Cracked Towers Spark Widespread Safety Fears About High Rises
Eight in 10 Sydneysiders have safety concerns about the structural soundness of several high-rise apartment buildings in the wake of a crisis sparked by the cracked Opal and Mascot towers. An Ipsos poll of residents for advocacy group the Committee for Sydney found the quality of construction and the structural integrity of towers was by far their biggest safety concerns, followed by fears of becoming trapped in a fire. Both easily outranked crime as major concerns, showing a massive problem with the maintenance of the building.
Retirees, people aged 50 and over, homeowners and women are more concerned than the average of those polled about high-rise building safety, while men, high-income earners and those living in towers are less worried about the safety concerns of both towers.
Of those surveyed, 36% were concerned and 48% a little concerned about the structural integrity of both high-rises. Only 16% did not have any safety concerns. The poll shows the recent structural defects in high-rises have dented people’s perceptions of the developers behind the buildings. Almost three in five – notably homeowners, retirees and those 50 and over – felt “a lot more negative” towards developers due to the problems.
Karen Stiles, the executive officer of the non-profit Owners Corporation Network, said there needed to be “root and branch reform” of the building industry to restore public confidence.
“We need rigour in the system to ensure that buildings are delivered fit for purpose,” she said.
Severe cracking in the Opal Tower at Olympic Park in December 2018, and the evacuation from Mascot Towers six months later, have stoked the fire of growing public concerns. Of the four in five people aware of the problems, 91% said they were a little or a lot more concerned.

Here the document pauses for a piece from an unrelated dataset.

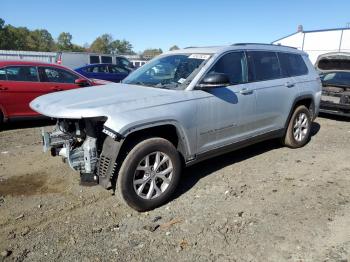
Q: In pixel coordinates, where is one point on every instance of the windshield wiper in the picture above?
(138, 83)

Committee for Sydney chief executive Gabriel Metcalf said the appointment of a building commissioner in August, and reforms to make it easier for people who bought defective properties to seek damages, were important steps towards restoring confidence.
“However, all parties – government, industry, regulators – must work to rebuild public confidence,” he said.
An independent NSW parliamentary inquiry into the building standard practices will also resume next month. The representative sample of 1000 Sydney residents shows younger people are more likely than retirees and those 50 and over to support greater housing density.
Mr. Metcalf said it reflected a global pattern of results where younger people were choosing the convenience of denser living over suburban areas. This means demand for “in-city living” will keep increasing as well as the need for more urban development.
The highest support for greater urban density is in satellite centers such as Parramatta, Liverpool and Chatswood, and outer suburbs within the Hills District and the Sutherland Shire, while the lowest support is in the CBD and inner city.
With Sydney experiencing a boom in apartment buildings in the past decade, support for greater density in people’s own suburbs has dropped. A third of those surveyed were supportive, down from 40% in 2018. The survey found people rated the best aspects of high-density living as a convenience and cheaper housing, while the worst were the crowded nature of developments and neighbors.
It also revealed confusion about the meaning of the term “medium density”, a term that prompted descriptions ranging from townhouses and apartments to low-rise buildings. NSW Planning Minister Rob Stokes has been a keen supporter of a medium-density housing code as a way to increase the diversity of housing across Sydney. But the implementation of the code, which will make it easier for landowners and developers to construct terraces and other medium-density homes, has been delayed until July 2020 by which many restless heads will be focused on the safety of everyone rather than the money coming into the building redevelopment.